For Team Moore to now decry DC Comics's Before Watchmen prequels as an affront to creator rights is disingenuous at best, if not outright hypocrisy. Watchmen itself was originally conceived as a story using characters created by other writers and artists and Moore himself has shown no regard for the work of others, mining characters from works for his own purposes whenever it has suited him. Were it not for Dick Giordano, several Charlton writers and artists could have been added to the above list of creators whose work was not respected by Moore. How can he defend his practice of stealing and telling stories entirely outside what most reasonable readers suspect their creators would ever have approved? Because the creators are dead and their characters are legally fair game.

If Watchmen had been conceived as a story of original characters, and if Moore's bibliography were not full of characters taken from the works of others, he could claim an artistic high ground here. But he was forced into creating new characters for Watchmen and has justified The League of Extraordinary Gentlemen and Lost Girls (among others) on the basis of the legal standing of the characters, with no regard whatsoever to the perceived intent or desires of their creators. It is shameful for him to now cry foul that new stories are told about characters he didn't even want to have to create on the basis of their being legally owned by DC Comics.


  1. I definitely agree with you on this one. It's tough to cry foul when you're out doing the same thing that you're crying foul about. That said, from a reader standpoint I'm not all that interested in Before Watchmen. The story felt pretty complete at the end of the original book so the impetus to check these new ones out is pretty low.
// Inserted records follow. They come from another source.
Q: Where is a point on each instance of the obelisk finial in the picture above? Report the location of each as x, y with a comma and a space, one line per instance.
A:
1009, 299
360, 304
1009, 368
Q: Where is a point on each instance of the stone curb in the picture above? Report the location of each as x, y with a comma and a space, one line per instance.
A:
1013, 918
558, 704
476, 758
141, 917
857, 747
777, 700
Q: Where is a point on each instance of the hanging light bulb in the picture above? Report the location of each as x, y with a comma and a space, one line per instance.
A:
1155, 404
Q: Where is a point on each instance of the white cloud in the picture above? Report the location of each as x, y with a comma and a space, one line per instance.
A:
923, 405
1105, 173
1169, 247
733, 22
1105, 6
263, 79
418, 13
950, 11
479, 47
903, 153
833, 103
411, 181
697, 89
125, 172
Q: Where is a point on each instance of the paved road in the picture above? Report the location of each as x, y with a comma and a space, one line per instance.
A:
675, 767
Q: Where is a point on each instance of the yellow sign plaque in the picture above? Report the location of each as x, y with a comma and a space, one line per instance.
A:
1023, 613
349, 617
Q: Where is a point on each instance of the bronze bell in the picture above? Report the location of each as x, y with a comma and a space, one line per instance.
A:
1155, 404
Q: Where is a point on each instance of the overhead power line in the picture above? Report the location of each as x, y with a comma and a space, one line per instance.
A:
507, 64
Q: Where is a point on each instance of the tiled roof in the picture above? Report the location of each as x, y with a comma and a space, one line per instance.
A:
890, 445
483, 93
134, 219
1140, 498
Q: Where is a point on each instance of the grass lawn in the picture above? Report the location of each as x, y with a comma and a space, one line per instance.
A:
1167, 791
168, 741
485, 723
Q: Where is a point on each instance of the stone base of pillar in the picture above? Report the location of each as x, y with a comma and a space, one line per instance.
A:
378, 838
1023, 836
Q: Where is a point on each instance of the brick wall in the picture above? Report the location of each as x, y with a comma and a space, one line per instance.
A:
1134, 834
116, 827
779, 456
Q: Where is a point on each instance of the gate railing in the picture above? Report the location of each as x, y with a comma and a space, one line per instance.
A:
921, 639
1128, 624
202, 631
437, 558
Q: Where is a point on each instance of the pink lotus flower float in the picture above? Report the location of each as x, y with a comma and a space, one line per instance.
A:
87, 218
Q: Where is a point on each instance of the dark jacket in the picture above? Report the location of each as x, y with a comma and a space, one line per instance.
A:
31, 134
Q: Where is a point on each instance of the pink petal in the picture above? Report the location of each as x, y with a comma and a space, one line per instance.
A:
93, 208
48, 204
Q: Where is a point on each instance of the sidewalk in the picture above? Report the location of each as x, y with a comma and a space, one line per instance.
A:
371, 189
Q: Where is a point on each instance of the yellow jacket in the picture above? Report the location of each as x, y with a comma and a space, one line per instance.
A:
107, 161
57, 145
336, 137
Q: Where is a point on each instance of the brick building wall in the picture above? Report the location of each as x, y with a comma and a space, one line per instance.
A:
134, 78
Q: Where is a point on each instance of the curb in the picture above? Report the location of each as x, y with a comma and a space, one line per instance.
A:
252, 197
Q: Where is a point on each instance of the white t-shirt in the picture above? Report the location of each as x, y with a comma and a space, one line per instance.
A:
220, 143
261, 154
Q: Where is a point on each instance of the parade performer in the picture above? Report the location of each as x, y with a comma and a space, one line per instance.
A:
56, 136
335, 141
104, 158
    1. Oh, I wouldn't have signed off on Before Watchmen either for that very reason. Moore's original story was so thorough and complete that I just don't see much room for interesting storytelling. If this was a sequel, maybe I could see more potential. About 80% of the original story was comprised of flashbacks and telling the story of the characters' past. Whatever gaps are left to be filled cannot possibly be all that large or meaningful. As a reader, I have no unanswered questions about these characters for Before Watchmen to address.